Some would even say, "You never would," or, "That's not appropriate for OpenGL," I'd like to say more than them about why. Converting polygons into the triangles that OpenGL likes so much is outside of OpenGL's job-spec, and is probably better done on the processor side anyway. Calculate that stage in advance, as few times as possible, rather than repeatedly sending such a chunky problem on every draw call.
Perhaps the original questioner drifted away from OpenGL since February, or perhaps they've become an expert. Perhaps I'll re-inspire them to look at it again, to hack away at some original 'imposters'. Or maybe they'll say it's not the tool for them after all, but that would be disappointing. Whatever graphics code you're writing, you know that OpenGL can speed it up!
Triangles for convex polygons are easy
Do you just want a circle? Make a triangle fan with the shared point at the circle's origin. GL_POLYGON was, for better or worse, deprecated then killed off entirely; it will not work with current or future implementations of OpenGL.

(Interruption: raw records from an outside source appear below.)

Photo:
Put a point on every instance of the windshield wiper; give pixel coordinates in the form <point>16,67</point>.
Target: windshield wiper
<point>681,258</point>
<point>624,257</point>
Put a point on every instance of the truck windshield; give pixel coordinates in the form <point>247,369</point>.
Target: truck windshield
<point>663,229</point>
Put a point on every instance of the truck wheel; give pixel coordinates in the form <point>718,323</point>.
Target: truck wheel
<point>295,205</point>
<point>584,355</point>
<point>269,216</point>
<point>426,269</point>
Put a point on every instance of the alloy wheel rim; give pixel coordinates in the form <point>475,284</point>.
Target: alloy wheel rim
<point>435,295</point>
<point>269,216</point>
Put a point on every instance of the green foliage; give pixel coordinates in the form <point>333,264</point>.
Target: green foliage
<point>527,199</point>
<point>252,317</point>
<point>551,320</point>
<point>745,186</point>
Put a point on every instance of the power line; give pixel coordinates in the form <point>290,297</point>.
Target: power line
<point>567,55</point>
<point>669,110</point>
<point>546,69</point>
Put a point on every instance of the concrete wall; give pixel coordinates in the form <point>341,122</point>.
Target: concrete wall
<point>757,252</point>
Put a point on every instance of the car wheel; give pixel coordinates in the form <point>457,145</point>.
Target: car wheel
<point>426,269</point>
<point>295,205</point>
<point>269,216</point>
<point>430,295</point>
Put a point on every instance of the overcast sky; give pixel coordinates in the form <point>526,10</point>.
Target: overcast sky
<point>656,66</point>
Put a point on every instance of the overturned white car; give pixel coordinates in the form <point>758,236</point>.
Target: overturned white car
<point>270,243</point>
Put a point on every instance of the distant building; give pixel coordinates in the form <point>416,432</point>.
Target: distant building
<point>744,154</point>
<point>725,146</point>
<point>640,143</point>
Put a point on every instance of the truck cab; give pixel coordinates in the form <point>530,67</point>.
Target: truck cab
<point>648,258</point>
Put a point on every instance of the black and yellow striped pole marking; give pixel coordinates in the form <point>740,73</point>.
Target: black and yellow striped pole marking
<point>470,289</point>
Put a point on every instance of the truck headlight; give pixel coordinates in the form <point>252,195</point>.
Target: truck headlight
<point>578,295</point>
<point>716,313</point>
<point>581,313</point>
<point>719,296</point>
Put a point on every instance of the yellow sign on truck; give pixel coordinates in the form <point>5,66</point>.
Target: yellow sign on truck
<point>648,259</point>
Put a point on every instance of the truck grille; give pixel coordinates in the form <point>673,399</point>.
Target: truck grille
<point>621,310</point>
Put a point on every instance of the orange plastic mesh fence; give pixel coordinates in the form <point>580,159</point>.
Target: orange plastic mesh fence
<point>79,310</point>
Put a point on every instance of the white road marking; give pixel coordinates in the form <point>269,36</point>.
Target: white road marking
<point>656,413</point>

Triangles for concave polygons are hard
You'll want more general polygons later? Well, there are some tricks you could play with, for all manner of convex polygons, but concave ones will soon get difficult. It would be easy to start five different solutions without finishing a single one. Then it would be difficult, on finishing one, to make it quick, and nearly impossible to be sure that it's the quickest.

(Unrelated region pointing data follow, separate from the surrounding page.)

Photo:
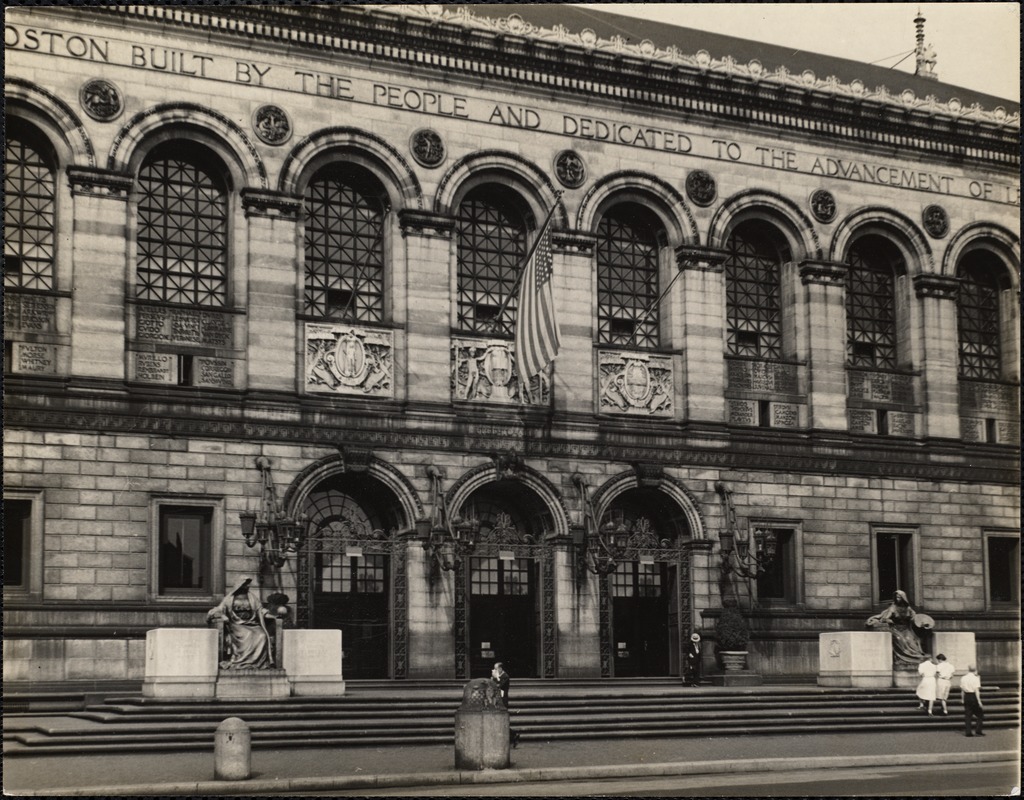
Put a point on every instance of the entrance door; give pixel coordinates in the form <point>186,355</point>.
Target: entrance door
<point>503,616</point>
<point>351,593</point>
<point>640,619</point>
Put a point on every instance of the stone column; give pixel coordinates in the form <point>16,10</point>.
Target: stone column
<point>937,300</point>
<point>428,257</point>
<point>701,298</point>
<point>273,279</point>
<point>99,256</point>
<point>821,339</point>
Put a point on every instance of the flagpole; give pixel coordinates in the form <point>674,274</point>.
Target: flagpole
<point>522,271</point>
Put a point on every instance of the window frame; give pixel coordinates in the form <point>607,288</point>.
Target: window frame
<point>217,536</point>
<point>913,592</point>
<point>32,587</point>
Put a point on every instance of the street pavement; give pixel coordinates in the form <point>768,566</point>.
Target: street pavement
<point>294,770</point>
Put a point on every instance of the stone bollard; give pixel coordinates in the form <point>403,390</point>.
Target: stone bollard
<point>481,727</point>
<point>231,751</point>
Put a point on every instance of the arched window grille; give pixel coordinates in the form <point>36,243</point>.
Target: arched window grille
<point>978,318</point>
<point>628,244</point>
<point>870,304</point>
<point>182,227</point>
<point>30,209</point>
<point>753,295</point>
<point>492,238</point>
<point>344,245</point>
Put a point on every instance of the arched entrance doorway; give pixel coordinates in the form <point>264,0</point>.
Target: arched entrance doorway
<point>504,585</point>
<point>351,569</point>
<point>647,594</point>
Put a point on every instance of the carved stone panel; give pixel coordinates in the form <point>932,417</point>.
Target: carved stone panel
<point>635,383</point>
<point>484,371</point>
<point>347,360</point>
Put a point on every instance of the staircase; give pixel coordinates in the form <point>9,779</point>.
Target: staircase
<point>380,713</point>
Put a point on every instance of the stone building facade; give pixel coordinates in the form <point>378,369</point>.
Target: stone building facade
<point>268,255</point>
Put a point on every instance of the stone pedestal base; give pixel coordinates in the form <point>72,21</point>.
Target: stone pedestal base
<point>252,684</point>
<point>860,659</point>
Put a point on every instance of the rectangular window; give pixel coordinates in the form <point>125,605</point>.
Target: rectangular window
<point>185,550</point>
<point>894,563</point>
<point>1004,556</point>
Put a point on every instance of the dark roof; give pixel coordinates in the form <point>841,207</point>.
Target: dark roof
<point>689,41</point>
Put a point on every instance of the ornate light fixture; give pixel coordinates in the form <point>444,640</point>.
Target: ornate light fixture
<point>450,540</point>
<point>274,532</point>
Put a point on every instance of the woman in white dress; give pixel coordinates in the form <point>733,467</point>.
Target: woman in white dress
<point>943,681</point>
<point>927,688</point>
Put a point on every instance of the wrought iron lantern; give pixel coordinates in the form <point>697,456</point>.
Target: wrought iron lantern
<point>269,527</point>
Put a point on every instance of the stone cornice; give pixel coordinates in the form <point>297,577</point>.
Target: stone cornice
<point>823,272</point>
<point>940,286</point>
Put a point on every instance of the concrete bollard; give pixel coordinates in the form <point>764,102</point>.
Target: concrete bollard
<point>231,751</point>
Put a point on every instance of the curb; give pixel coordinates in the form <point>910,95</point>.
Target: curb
<point>457,777</point>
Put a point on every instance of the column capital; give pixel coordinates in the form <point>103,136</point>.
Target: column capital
<point>99,182</point>
<point>823,272</point>
<point>706,259</point>
<point>425,223</point>
<point>266,203</point>
<point>940,286</point>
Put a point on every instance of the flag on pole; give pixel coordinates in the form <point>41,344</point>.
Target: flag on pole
<point>537,335</point>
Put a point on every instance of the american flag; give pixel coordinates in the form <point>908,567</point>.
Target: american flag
<point>537,335</point>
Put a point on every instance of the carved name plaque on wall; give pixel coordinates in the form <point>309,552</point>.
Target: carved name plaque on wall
<point>763,376</point>
<point>37,359</point>
<point>182,326</point>
<point>483,371</point>
<point>347,360</point>
<point>30,312</point>
<point>635,383</point>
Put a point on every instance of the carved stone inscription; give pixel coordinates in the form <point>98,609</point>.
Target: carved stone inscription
<point>182,326</point>
<point>30,312</point>
<point>38,359</point>
<point>763,376</point>
<point>346,360</point>
<point>483,371</point>
<point>635,383</point>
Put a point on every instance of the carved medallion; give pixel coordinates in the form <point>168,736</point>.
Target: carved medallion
<point>936,221</point>
<point>427,148</point>
<point>569,169</point>
<point>822,205</point>
<point>101,99</point>
<point>700,187</point>
<point>271,124</point>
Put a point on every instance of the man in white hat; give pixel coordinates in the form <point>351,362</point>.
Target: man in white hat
<point>694,664</point>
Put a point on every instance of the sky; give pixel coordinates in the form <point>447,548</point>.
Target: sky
<point>977,43</point>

To achieve it in a future-proofed way you really want to stick with triangles -- so "polygon triangulation" is the subject you want to search for. OpenGL will always be great for drawing triangles. Triangle strips are popular because they reuse many vertices, and a whole mesh can be covered with only triangle strips, (perhaps including the odd lone triangle or pair of triangles). Drawing with only one primitive usually means the entire mesh can be rendered with a single draw call, which could improve performance. (Number of draw calls is one performance consideration, but not always the most important.)

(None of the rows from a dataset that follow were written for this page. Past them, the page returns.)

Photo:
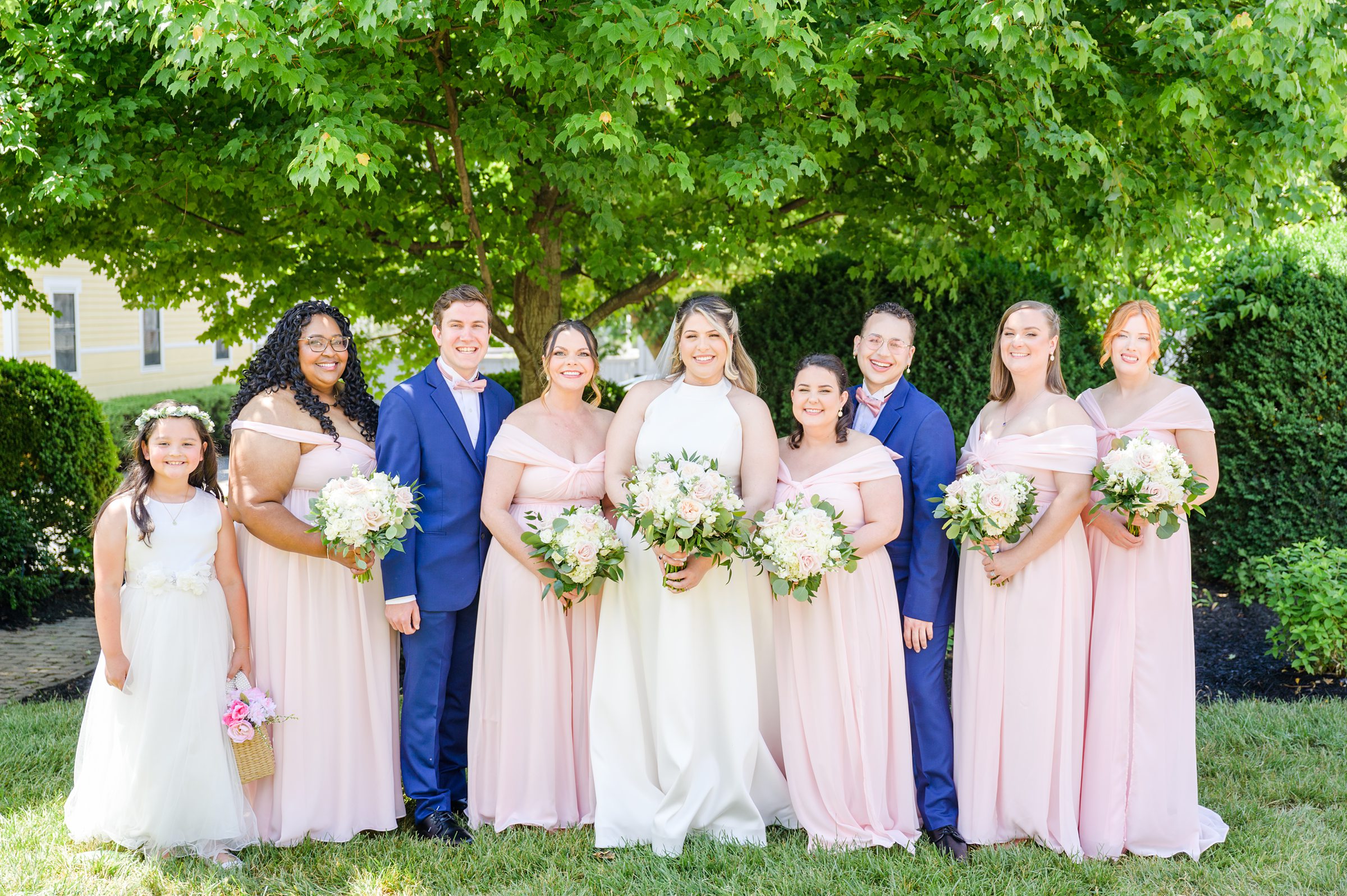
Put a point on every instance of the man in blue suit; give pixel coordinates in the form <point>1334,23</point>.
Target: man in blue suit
<point>434,430</point>
<point>924,561</point>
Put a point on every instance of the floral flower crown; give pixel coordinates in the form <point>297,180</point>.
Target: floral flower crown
<point>181,410</point>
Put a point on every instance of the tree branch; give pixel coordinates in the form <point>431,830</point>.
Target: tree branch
<point>452,105</point>
<point>219,227</point>
<point>822,216</point>
<point>631,296</point>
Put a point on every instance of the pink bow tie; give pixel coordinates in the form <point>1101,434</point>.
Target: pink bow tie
<point>476,386</point>
<point>870,402</point>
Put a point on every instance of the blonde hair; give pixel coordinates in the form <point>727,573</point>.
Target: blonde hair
<point>590,343</point>
<point>1002,384</point>
<point>1120,318</point>
<point>740,368</point>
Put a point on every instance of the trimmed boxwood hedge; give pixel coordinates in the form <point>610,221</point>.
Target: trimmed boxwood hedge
<point>1275,379</point>
<point>57,465</point>
<point>213,399</point>
<point>789,316</point>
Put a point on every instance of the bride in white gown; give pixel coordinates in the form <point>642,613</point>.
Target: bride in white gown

Polygon triangulation gets more complex when you allow convex polygons or polygons with holes. (Finding algorithms for triangulating a general polygon, robustly yet quickly, is actually an area of ongoing research. Nonetheless, you can find some pretty good solutions out there that are probably fit for purpose.)
But is this what you want?
Is a filled polygon crucial to your final goals in OpenGL? Or did you simply choose what felt like it would be a simple early lesson?
Frustratingly, although drawing a filled polygon seems like a simple thing to do -- and indeed is one of the simplest things to do in many languages -- the solution in OpenGL is likely to be quite complicated. Of course, it can be done if we're clever enough -- but that could be a lot of effort, without being the best route to take towards your later goals.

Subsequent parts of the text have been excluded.